Il est toujours assez difficile d’écrire quoi que ce soit de cohérent et de faire passer un ressenti intéressant à lire, lorsqu’on traite d’une musique à ce point jusqu’au-boutiste. D’autant plus quand elle l’est dans chacun de ses aspects, à tel point que notre jugement relève uniquement d’un contexte spécifique propre à chaque écoute. Mais, il m’a semblé presque impossible, et ce dès la fin de ma première séance, de ne pas écrire quelques lignes sur le rapport que j’ai tissé avec cet album. Sektarism s’est toujours voulu grand prédicateur d’une marche ultime vers l’infamie totale, dans une forme de dévotion et d’oubli de soi, qui transpire littéralement de sa musique et, dans un cadre plus large, de son art. Partant de ce postulat, le groupe s’est engagé dans la voie profondément casse-gueule, mais qui lui colle si bien à la peau, du funeral doom à grosse tendance rituelle voire bruitiste. Ce dernier point va me permettre de rentrer dans le vif du sujet, en commençant par parler du rendu sonore de cet album. Je ne connais pas le processus d’enregistrement de Sektarism, néanmoins s’il y a une chose qui m’a tout de suite mis à l’aise c’est bien l’aspect live de cet album studio. Caractéristique essentielle qui en fait une œuvre aux abords particulièrement cinématographique. Ce sentiment ne m’a pas quitté, de la première à la dernière seconde, tant la production accompagne magistralement bien une montée en puissance quasi palpable, si bien que j’aurais aimé la voir se dérouler physiquement sous mes  yeux. Dans une telle situation, que reste-t-il à l’auditeur pour épancher ce besoin de ressentir, dans la totalité de ses sens, une œuvre musicale ? Il lui reste principalement son esprit et c’est en ça que réside, à mon avis, le génie de ce Fils de Dieu. Il en devient, par ce processus purement imaginatif, un objet absolument singulier pour l’auditeur qui se laissera emporter dans ce rituel, aussi violent que douloureux.

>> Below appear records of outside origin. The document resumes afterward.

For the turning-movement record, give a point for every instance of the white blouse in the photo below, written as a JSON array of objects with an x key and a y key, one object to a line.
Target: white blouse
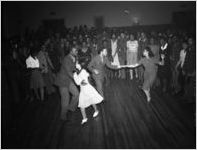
[
  {"x": 182, "y": 57},
  {"x": 132, "y": 46},
  {"x": 32, "y": 63}
]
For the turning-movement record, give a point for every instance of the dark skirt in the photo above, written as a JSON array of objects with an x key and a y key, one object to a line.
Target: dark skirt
[{"x": 36, "y": 80}]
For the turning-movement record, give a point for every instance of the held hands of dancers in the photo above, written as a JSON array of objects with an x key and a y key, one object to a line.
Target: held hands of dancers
[
  {"x": 96, "y": 71},
  {"x": 83, "y": 82},
  {"x": 128, "y": 66}
]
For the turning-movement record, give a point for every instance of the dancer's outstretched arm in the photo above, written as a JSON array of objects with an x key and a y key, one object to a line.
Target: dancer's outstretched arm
[{"x": 130, "y": 66}]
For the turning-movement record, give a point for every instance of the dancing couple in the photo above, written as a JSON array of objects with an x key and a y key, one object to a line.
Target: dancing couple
[{"x": 72, "y": 72}]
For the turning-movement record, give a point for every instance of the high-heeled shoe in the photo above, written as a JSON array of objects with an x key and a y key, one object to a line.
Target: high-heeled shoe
[
  {"x": 84, "y": 120},
  {"x": 95, "y": 113}
]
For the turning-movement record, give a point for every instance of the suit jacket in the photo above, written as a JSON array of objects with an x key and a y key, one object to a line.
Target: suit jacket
[
  {"x": 122, "y": 49},
  {"x": 96, "y": 63},
  {"x": 65, "y": 75}
]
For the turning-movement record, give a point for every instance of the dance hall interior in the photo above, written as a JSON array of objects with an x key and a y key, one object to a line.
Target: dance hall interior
[{"x": 98, "y": 74}]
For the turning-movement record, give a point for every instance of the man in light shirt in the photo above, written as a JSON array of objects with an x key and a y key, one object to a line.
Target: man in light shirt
[
  {"x": 180, "y": 63},
  {"x": 32, "y": 62}
]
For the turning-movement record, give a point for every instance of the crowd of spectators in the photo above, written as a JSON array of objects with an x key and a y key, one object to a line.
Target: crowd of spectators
[{"x": 50, "y": 48}]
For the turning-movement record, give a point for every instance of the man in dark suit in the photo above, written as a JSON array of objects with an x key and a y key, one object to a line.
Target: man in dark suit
[
  {"x": 122, "y": 53},
  {"x": 97, "y": 67},
  {"x": 66, "y": 84}
]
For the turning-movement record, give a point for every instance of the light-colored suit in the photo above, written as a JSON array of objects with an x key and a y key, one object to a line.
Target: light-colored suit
[{"x": 100, "y": 66}]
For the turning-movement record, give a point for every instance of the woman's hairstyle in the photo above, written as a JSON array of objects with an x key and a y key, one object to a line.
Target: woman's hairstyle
[
  {"x": 100, "y": 50},
  {"x": 150, "y": 53}
]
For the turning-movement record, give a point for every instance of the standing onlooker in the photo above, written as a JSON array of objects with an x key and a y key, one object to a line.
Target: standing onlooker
[
  {"x": 189, "y": 69},
  {"x": 66, "y": 84},
  {"x": 164, "y": 72},
  {"x": 122, "y": 49},
  {"x": 36, "y": 81},
  {"x": 84, "y": 55},
  {"x": 114, "y": 52},
  {"x": 132, "y": 51}
]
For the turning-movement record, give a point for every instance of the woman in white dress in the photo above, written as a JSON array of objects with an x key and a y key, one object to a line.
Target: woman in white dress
[
  {"x": 114, "y": 48},
  {"x": 88, "y": 94},
  {"x": 132, "y": 51}
]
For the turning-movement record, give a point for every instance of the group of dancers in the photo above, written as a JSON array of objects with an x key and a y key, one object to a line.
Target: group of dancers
[{"x": 72, "y": 74}]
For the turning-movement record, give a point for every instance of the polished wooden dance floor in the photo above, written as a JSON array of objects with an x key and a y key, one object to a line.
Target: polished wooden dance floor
[{"x": 126, "y": 120}]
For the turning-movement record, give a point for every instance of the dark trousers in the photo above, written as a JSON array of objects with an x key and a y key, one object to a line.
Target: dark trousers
[
  {"x": 122, "y": 72},
  {"x": 66, "y": 104},
  {"x": 99, "y": 81}
]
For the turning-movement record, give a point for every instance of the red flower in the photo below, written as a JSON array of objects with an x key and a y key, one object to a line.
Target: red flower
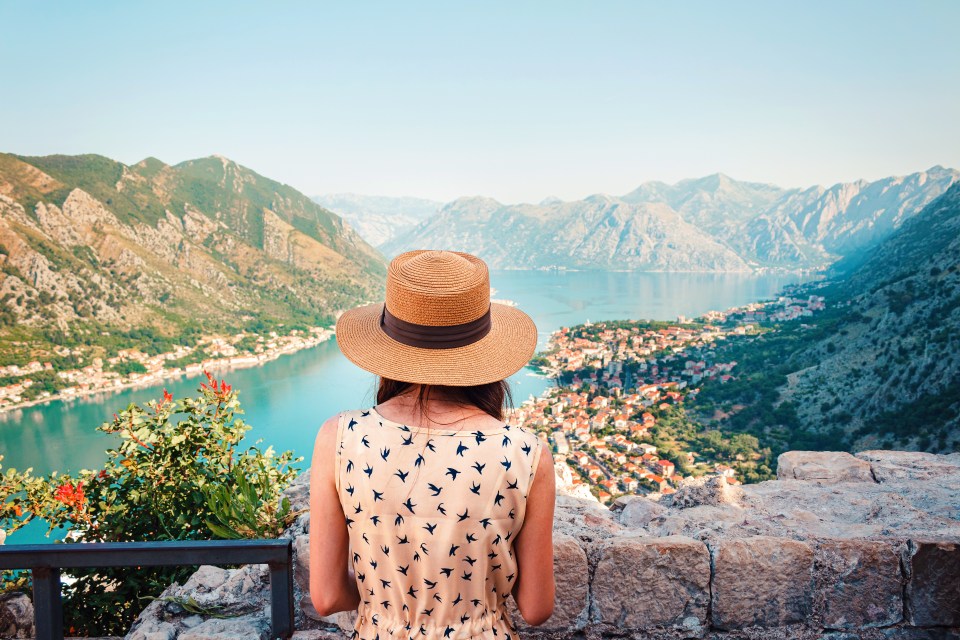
[
  {"x": 167, "y": 397},
  {"x": 70, "y": 495},
  {"x": 220, "y": 390}
]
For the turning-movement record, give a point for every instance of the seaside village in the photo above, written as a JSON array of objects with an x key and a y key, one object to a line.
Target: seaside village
[
  {"x": 599, "y": 423},
  {"x": 132, "y": 368}
]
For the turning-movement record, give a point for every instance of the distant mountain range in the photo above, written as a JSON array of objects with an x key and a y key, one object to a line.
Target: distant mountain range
[
  {"x": 379, "y": 219},
  {"x": 714, "y": 223},
  {"x": 90, "y": 246},
  {"x": 888, "y": 370}
]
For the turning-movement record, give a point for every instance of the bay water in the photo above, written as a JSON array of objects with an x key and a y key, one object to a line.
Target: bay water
[{"x": 286, "y": 400}]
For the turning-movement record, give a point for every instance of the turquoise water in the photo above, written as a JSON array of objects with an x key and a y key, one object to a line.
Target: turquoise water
[{"x": 286, "y": 400}]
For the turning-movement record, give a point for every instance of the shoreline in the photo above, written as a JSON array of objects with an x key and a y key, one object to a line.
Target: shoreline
[{"x": 226, "y": 363}]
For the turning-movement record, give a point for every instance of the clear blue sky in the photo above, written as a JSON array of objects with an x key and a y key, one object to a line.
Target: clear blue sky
[{"x": 515, "y": 100}]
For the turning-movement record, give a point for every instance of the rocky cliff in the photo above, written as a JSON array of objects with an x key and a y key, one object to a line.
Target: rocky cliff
[
  {"x": 713, "y": 223},
  {"x": 888, "y": 368},
  {"x": 838, "y": 547},
  {"x": 90, "y": 244}
]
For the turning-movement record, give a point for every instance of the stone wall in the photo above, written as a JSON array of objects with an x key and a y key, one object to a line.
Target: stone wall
[{"x": 839, "y": 547}]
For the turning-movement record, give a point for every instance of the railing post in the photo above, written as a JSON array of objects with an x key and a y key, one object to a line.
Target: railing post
[
  {"x": 281, "y": 598},
  {"x": 47, "y": 604}
]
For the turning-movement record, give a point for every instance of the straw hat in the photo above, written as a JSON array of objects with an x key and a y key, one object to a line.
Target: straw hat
[{"x": 438, "y": 325}]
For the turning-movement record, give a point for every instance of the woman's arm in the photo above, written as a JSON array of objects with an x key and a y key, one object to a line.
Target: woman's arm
[
  {"x": 535, "y": 586},
  {"x": 332, "y": 584}
]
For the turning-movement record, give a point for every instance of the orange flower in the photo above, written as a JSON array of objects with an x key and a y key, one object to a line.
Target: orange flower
[
  {"x": 70, "y": 495},
  {"x": 220, "y": 390},
  {"x": 167, "y": 397}
]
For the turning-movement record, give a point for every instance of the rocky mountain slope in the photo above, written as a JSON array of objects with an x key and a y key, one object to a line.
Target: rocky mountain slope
[
  {"x": 713, "y": 223},
  {"x": 599, "y": 232},
  {"x": 379, "y": 219},
  {"x": 92, "y": 247},
  {"x": 888, "y": 371}
]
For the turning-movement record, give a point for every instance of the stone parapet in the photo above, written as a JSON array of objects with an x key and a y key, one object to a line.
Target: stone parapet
[{"x": 842, "y": 547}]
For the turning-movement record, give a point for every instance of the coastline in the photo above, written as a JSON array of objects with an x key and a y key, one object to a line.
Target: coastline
[{"x": 226, "y": 363}]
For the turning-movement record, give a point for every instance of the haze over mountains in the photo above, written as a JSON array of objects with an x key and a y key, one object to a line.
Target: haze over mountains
[
  {"x": 88, "y": 243},
  {"x": 887, "y": 370},
  {"x": 713, "y": 223}
]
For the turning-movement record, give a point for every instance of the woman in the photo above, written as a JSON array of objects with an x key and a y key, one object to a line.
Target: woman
[{"x": 428, "y": 510}]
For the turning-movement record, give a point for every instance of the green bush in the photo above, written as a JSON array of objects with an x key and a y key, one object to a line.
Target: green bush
[{"x": 179, "y": 473}]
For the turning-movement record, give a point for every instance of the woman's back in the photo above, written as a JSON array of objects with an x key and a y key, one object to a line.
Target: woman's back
[{"x": 432, "y": 515}]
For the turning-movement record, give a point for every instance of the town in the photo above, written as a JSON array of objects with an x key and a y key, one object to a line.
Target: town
[
  {"x": 37, "y": 382},
  {"x": 616, "y": 381}
]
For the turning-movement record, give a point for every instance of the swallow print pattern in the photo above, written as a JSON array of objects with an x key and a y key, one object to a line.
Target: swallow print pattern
[{"x": 432, "y": 515}]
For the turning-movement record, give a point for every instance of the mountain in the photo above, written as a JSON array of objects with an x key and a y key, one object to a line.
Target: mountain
[
  {"x": 379, "y": 219},
  {"x": 599, "y": 232},
  {"x": 843, "y": 219},
  {"x": 713, "y": 223},
  {"x": 92, "y": 247},
  {"x": 887, "y": 372}
]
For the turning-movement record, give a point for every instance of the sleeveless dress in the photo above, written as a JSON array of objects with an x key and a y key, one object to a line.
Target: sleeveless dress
[{"x": 432, "y": 515}]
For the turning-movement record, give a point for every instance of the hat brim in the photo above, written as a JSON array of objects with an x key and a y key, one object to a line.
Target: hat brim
[{"x": 508, "y": 346}]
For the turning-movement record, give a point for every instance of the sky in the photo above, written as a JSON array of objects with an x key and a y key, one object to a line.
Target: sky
[{"x": 513, "y": 100}]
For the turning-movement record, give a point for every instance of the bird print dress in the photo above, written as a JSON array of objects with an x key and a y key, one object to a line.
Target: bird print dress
[{"x": 432, "y": 515}]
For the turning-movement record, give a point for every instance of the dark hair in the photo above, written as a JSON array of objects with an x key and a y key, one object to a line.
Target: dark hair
[{"x": 491, "y": 398}]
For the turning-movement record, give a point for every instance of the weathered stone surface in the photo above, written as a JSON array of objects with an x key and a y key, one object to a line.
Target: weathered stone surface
[
  {"x": 911, "y": 466},
  {"x": 16, "y": 616},
  {"x": 858, "y": 584},
  {"x": 712, "y": 491},
  {"x": 644, "y": 583},
  {"x": 246, "y": 628},
  {"x": 761, "y": 581},
  {"x": 906, "y": 633},
  {"x": 822, "y": 466},
  {"x": 638, "y": 513},
  {"x": 572, "y": 577},
  {"x": 301, "y": 563},
  {"x": 933, "y": 593},
  {"x": 317, "y": 634},
  {"x": 150, "y": 627}
]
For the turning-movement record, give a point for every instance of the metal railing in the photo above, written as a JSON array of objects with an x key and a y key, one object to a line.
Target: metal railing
[{"x": 46, "y": 560}]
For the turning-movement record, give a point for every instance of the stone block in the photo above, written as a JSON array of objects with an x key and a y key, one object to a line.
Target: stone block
[
  {"x": 911, "y": 466},
  {"x": 639, "y": 512},
  {"x": 647, "y": 583},
  {"x": 572, "y": 575},
  {"x": 16, "y": 615},
  {"x": 823, "y": 466},
  {"x": 301, "y": 562},
  {"x": 858, "y": 584},
  {"x": 761, "y": 581},
  {"x": 246, "y": 628},
  {"x": 933, "y": 593}
]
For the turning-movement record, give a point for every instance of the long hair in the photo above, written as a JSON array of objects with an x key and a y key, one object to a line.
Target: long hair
[{"x": 491, "y": 398}]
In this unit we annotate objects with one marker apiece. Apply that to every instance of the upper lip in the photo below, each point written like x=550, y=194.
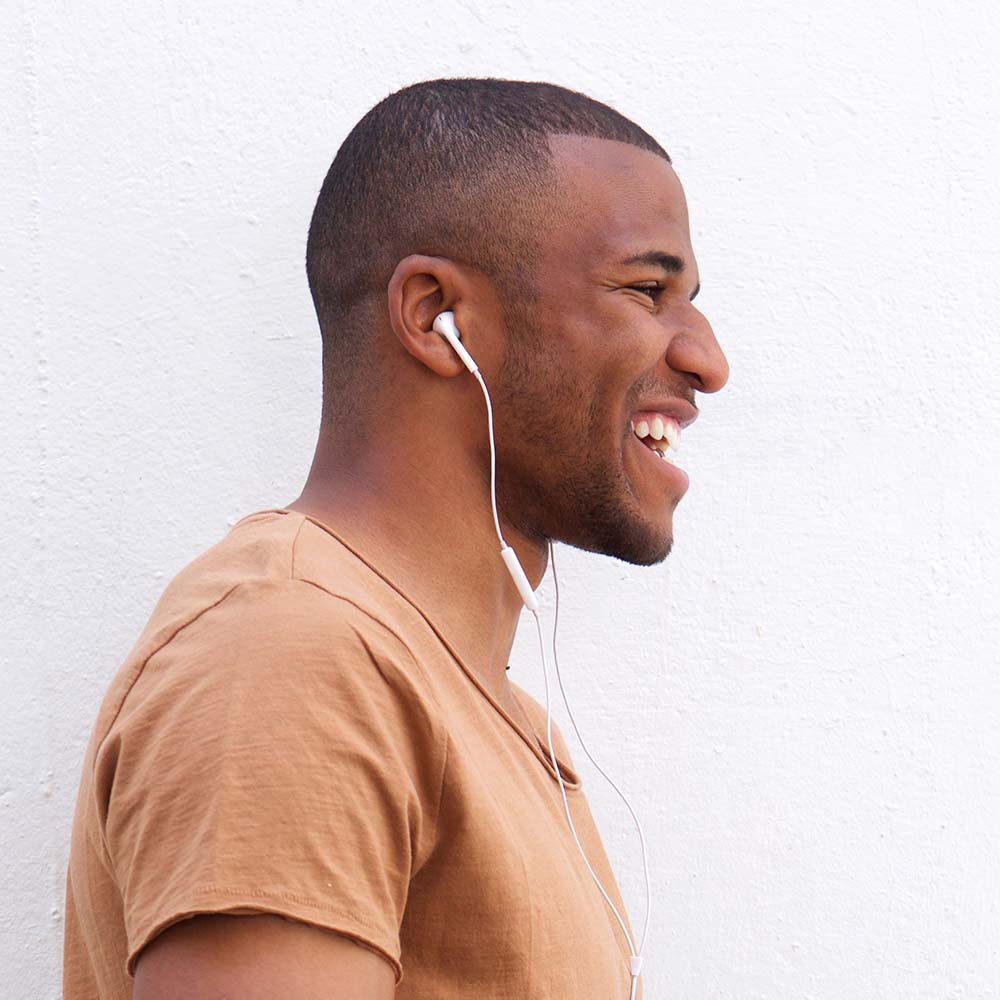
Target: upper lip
x=683, y=412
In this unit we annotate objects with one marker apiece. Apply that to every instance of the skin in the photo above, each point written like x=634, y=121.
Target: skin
x=407, y=482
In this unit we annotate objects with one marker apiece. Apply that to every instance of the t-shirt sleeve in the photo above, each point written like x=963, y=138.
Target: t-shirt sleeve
x=277, y=755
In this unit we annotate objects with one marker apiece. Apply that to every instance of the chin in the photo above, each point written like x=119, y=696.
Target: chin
x=635, y=542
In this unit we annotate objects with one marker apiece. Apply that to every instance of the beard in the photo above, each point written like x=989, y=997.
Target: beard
x=548, y=487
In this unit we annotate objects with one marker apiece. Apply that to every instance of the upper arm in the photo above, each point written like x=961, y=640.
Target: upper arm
x=259, y=957
x=272, y=757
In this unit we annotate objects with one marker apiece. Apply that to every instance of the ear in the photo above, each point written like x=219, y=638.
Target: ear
x=422, y=286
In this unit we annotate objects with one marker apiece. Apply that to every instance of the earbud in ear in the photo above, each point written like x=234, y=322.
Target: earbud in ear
x=444, y=323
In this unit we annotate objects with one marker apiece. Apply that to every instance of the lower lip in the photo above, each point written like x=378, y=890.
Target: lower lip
x=670, y=473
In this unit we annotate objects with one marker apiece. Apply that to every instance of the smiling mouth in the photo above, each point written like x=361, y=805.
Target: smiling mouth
x=659, y=432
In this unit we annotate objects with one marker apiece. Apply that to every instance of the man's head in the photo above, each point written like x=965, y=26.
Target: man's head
x=519, y=205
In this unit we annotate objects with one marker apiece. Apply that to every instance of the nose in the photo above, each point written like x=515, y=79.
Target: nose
x=694, y=351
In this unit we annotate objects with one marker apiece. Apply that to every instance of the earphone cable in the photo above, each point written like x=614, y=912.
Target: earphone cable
x=572, y=719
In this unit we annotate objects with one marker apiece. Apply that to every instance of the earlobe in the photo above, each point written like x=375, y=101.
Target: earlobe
x=421, y=288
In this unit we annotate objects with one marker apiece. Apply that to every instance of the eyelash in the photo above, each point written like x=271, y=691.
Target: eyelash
x=655, y=289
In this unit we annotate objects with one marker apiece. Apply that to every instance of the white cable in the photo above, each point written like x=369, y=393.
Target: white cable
x=636, y=953
x=635, y=957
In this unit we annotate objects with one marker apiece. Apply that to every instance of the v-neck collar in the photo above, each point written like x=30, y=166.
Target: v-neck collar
x=535, y=742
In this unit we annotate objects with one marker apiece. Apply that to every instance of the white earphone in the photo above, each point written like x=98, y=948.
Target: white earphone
x=444, y=324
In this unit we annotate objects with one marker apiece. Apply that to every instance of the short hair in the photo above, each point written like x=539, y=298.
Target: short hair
x=455, y=167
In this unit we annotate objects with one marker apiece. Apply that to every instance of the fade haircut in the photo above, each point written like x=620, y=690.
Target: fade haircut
x=456, y=167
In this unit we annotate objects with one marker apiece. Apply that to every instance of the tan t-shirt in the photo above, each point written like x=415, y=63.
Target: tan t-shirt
x=291, y=735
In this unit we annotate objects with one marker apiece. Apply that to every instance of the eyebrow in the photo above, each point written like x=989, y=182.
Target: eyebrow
x=669, y=262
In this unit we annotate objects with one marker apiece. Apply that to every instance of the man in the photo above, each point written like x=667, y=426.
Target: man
x=312, y=776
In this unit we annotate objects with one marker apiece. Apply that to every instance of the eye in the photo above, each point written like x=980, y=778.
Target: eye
x=652, y=290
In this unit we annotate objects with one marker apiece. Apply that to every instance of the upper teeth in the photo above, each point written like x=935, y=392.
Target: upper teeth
x=660, y=428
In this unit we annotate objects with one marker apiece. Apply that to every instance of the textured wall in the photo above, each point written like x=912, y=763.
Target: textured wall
x=803, y=699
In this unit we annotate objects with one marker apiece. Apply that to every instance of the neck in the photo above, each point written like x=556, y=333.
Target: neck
x=420, y=510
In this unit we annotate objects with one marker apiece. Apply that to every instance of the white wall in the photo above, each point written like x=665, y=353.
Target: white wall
x=804, y=698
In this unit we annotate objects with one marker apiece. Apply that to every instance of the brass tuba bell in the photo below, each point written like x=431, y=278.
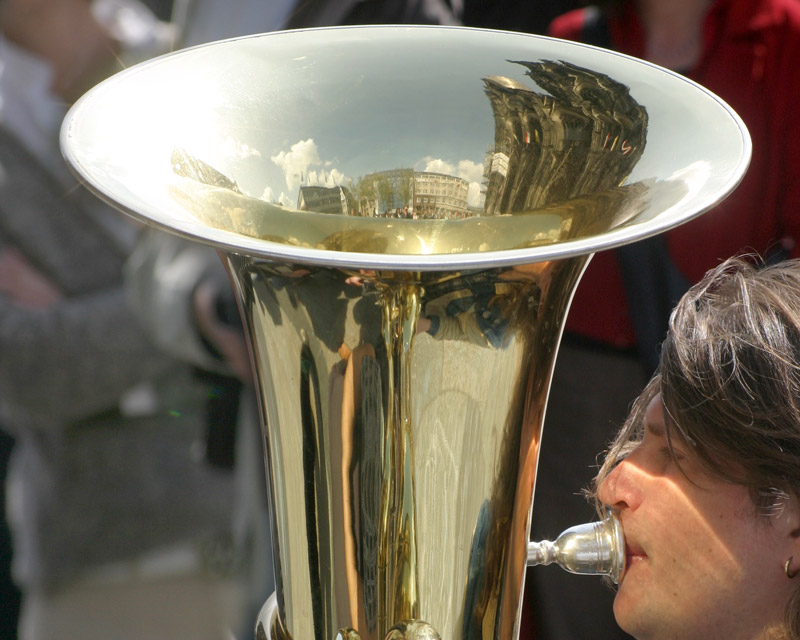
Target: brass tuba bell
x=405, y=213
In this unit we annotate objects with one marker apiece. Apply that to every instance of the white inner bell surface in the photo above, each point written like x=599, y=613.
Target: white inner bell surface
x=405, y=212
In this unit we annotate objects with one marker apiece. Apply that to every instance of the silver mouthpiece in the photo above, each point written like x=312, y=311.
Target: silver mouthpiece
x=595, y=548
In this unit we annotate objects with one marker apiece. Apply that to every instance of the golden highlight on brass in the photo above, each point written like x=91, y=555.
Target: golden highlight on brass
x=405, y=213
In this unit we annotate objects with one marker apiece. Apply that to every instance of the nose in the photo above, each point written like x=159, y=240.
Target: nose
x=622, y=488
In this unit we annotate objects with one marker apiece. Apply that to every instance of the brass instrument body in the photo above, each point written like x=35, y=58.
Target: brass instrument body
x=405, y=213
x=414, y=453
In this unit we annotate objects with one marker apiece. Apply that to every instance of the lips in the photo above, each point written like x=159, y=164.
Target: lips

Ainsi, chacun en viendra à faire sa propre interprétation des deux titres que propose Sektarism sur cet opus. Deux compositions qui forment un tout cohérent et indissociable, une sorte de marche méditative et funeste menant tout droit à la déchéance, puis au néant. Une fois la descente entamée, on ne revient que très difficilement sur ses pas, comme hypnotisé, contraint d’avancer. Le voilà ce fameux équilibre tant attendu ! Avec cette introduction sous forme de mantra hurlé, propre à mettre l’auditeur dans une sorte de transe religieuse, Sektarism pose une ambiance absolument délétère aux accents de pénitence. Vous accompagnant, de ses tambours et de ses chaînes, en direction d’un Golgotha spirituel où vous contemplerez, dans un ravissement funeste, votre propre crucifixion. Cette materia prima qu’est votre esprit, Sektarism vient, dans un premier temps, y effectuer une fumigation rituelle, l’arrachant au monde profane pour ensuite le déchirer violemment dans une déferlante autrement plus métallique. Les guitares se font ainsi de plus en plus présentes, apportant un regain d’intensité, mêlant harmonie et dissonance dans une simplicité parfaitement appropriée. De son côté, le chant, toujours aussi aliéné, se fait rapidement plus carnassier, entre hurlement et catéchèse sinistre. Le tout, dans une cohérence totale, reste porté par une ambiance de sidération mystique absolument saisissante, transformant définitivement Le Fils de Dieu en une passion éprouvante pour laquelle aucune catharsis ne semble exister. A fortiori, la montée jusqu’au sommet du crâne se fait au travers d’une douleur qu’on en vient à chérir dans une forme d’exultation qu’on aimerait sans fin. Sur ce point, là aussi, Sektarism a su trouver l’équilibre. Par sa durée qui n’excède pas les 45 minutes, ce nouvel opus n’est jamais dans la surenchère, ni dans la monotonie, allant chercher l’essentiel et le primitif au plus profond de son art pour ainsi transfigurer une expérience d’écoute en une épreuve extatique.

Cet album témoigne, à mon sens, d’un tournant dans la discographie de Sektarism, qui a su trouver avec Le Fils de Dieu un équilibre solide entre toutes les composantes de sa musique. Cette nouvelle étape est d’autant plus soulignée par le passage chez le label Norma Evangelium Diaboli, qui n’est rien de moins que la maison mère de Deathspell Omega, Drastus et autre Funeral Mist. Trivialités mises de côté, l’écoute de cet album a été marquante à bien des niveaux et se range sans problème parmi celles qui laissent de profonds stigmates. Sektarism a su créer une œuvre totale, radicalement imprégnée d’un art noir séculaire, mariant à cela la pureté d’un black métal authentique et la langueur sépulcrale du doom. En fin de compte, l’essentiel est bien simple. Il n’est autre que cet album, au-delà d’être un excellent disque de musique, a su provoquer en moi ce sentiment de ferveur et d’ivresse spirituelle qu’on appelle la foi et qu’on désire ardemment à l’écoute d’une œuvre de cette trempe. Merci à eux.